HubesHub Automation Plan
A plan to automate pricing, inventory, and growth for HubesHub — while staying 100% within eBay's and Shopify's rules.
What We're Building
HubesHub has strong foundations: 99.9% eBay feedback, 3.1K items sold, $198K combined revenue across two channels, and deep knowledge of OEM auto parts for Ford, Dodge, Jeep, and Chevy. The goal is to layer automation on top of that expertise to:
- Price smarter — Use eBay's own market data (via their official APIs) to set competitive, profitable prices on both eBay and Shopify
- Manage inventory efficiently — Agents that flag stale listings, suggest repricing, and draft new listings from photos for both platforms simultaneously
- Drive direct traffic — SEO and AI Engine Optimization (AEO) on Shopify to reduce eBay fee dependency over time
- Source profitably — Data-driven shopping lists when visiting car yards, showing which parts are worth pulling
Everything we build will use official APIs from both eBay and Shopify, staying within their Terms of Service. No scraping, no bots that take autonomous actions, no shortcuts that risk either account.
Platform Compliance Rules
These rules govern every decision we make across both platforms. They come from eBay's API License Agreement (June 2025), eBay's User Agreement (February 2026), Shopify's API Terms (February 2026), and Shopify's Acceptable Use Policy.

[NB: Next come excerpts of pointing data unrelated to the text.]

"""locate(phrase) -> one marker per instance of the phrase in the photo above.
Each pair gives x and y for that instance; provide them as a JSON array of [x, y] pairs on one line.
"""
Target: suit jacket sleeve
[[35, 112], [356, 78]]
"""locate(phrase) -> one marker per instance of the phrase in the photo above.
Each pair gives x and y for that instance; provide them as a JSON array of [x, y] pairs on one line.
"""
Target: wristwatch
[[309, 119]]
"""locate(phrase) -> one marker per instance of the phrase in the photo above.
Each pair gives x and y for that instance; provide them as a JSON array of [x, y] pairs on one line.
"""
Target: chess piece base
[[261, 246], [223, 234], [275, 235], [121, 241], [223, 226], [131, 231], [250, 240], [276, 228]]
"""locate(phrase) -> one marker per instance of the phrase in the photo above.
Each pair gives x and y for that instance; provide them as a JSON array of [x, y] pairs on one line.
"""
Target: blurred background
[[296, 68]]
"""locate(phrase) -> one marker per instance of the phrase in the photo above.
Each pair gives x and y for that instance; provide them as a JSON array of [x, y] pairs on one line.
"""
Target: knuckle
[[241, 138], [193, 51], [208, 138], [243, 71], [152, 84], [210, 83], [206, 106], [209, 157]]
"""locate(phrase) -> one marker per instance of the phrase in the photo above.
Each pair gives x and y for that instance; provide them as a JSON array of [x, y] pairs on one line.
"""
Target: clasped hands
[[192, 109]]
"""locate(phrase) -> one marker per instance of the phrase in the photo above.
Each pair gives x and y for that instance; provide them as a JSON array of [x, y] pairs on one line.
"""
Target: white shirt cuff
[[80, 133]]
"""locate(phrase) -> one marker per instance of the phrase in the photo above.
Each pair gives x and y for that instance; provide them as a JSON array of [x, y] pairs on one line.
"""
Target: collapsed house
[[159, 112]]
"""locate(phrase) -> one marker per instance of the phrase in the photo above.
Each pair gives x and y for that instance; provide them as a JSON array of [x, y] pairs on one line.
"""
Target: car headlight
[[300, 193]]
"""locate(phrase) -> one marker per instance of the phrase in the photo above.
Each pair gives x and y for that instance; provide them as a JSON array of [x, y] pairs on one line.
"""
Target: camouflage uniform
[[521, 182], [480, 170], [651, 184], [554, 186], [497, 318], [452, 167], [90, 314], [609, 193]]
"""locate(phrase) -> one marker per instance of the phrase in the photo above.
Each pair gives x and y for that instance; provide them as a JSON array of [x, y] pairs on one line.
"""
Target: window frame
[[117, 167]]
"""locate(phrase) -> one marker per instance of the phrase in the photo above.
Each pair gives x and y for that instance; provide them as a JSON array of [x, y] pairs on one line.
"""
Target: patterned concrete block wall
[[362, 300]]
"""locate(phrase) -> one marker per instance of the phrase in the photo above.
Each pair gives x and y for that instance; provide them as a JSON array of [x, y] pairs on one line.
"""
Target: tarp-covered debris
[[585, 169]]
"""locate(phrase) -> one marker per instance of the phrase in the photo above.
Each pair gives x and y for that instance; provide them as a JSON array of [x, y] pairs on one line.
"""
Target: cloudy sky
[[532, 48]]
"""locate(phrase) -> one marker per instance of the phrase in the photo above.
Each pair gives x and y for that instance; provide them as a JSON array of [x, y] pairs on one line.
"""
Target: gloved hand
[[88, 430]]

Shared Rules (Both Platforms)
✓ Safe — what we will do
Use official APIs only to manage our own inventory, listings, orders, and analytics on both platforms. No scraping, no screen automation, no unofficial endpoints.
✓ Safe — what we will do
Human-in-the-loop for all actions. Every listing, price change, and bulk operation is a draft that Chris reviews and approves before going live. No autonomous actions on either platform.
✓ Safe — what we will do
Keep customer data private. We won't export names, emails, or addresses to external systems. Our automation focuses on products and inventory, not personal data.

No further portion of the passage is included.